Are copper pots and pans really worth the money? Do they perform better than other options, like cast iron and standard, nonstick pots and pans?
Copper’s benefits …
“There’s no doubt copper is different than other metals used to make cookware.”
There’s no doubt copper is different than other metals used to make cookware. This metal efficiently conducts energy, which means it heats more evenly than some other materials. Additionally, the appearance of copper is visually pleasing and unique in a world dominated by hues of black, gray and nonstick coatings. A well-made copper pan can stand out both in terms of appearance and the quality of the dishes it produces.
Finely crafted copper – including a tin lining and cast-iron handle – also has superior nonstick abilities, as Bon Appetit pointed out. The efficient transmission of heat that’s part of copper’s unique qualities as a metal means both even heating and and a low likelihood of overheating.
… And its drawbacks
Copper is seen by some as an extravagance, in the sense that it can provide some mild or situationally specific benefits compared to other cookware but at an unreasonably higher cost.
Nathan Myhrvold, former Chief Technology Officer at Microsoft, chef and cookbook author, told Bon Appetit the even-heating properties of copper are overstated. Myhrvold said even heating has more to do with the relative sizes of the burners and pans used. Additionally, unless a copper pan is exceptionally thick, it will do little to distribute significantly more heat to the sides of the cookware – one of the supposed benefits of its use.
Kitchn highlighted a practical drawback to copper pans that can cause a number of potentially serious problems related to cooking – especially in a professional setting. Unless properly secured with a tin or other nonstick coating, alkaline and acidic foods can leach trace amounts of copper from the pan. If consumed, the residue can negatively affect the appearance and taste of meals and, in extreme cases where food from the pans is consumed on a frequent basis, cause copper poisoning.

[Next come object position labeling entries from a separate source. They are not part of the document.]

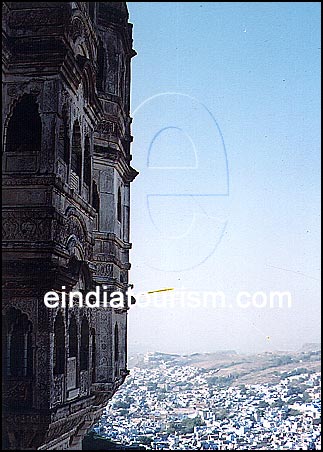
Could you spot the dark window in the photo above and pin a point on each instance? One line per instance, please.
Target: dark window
(119, 206)
(66, 137)
(72, 335)
(84, 356)
(59, 345)
(92, 10)
(87, 163)
(95, 197)
(77, 150)
(101, 66)
(93, 355)
(17, 345)
(25, 127)
(116, 343)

Copper also requires additional maintenance as compared to other types of cookware, with polishing and other tasks involved. Finally, it’s more expensive than many of the other options available to both professional chefs and home cooks.
Making the right choice
Ultimately, whether to use copper pots and pans is a decision for culinary students to make individually. There are benefits, like more even heating and its nonstick abilities. Choosing the type of cookware that provides the most consistency and best results is in the interests of students and chefs, whether those pans are made of copper, aluminum, cast iron or something else.
Students at culinary schools in Texas should take this guidance to heart and discover the cookware they enjoy working with the most before making a major purchase.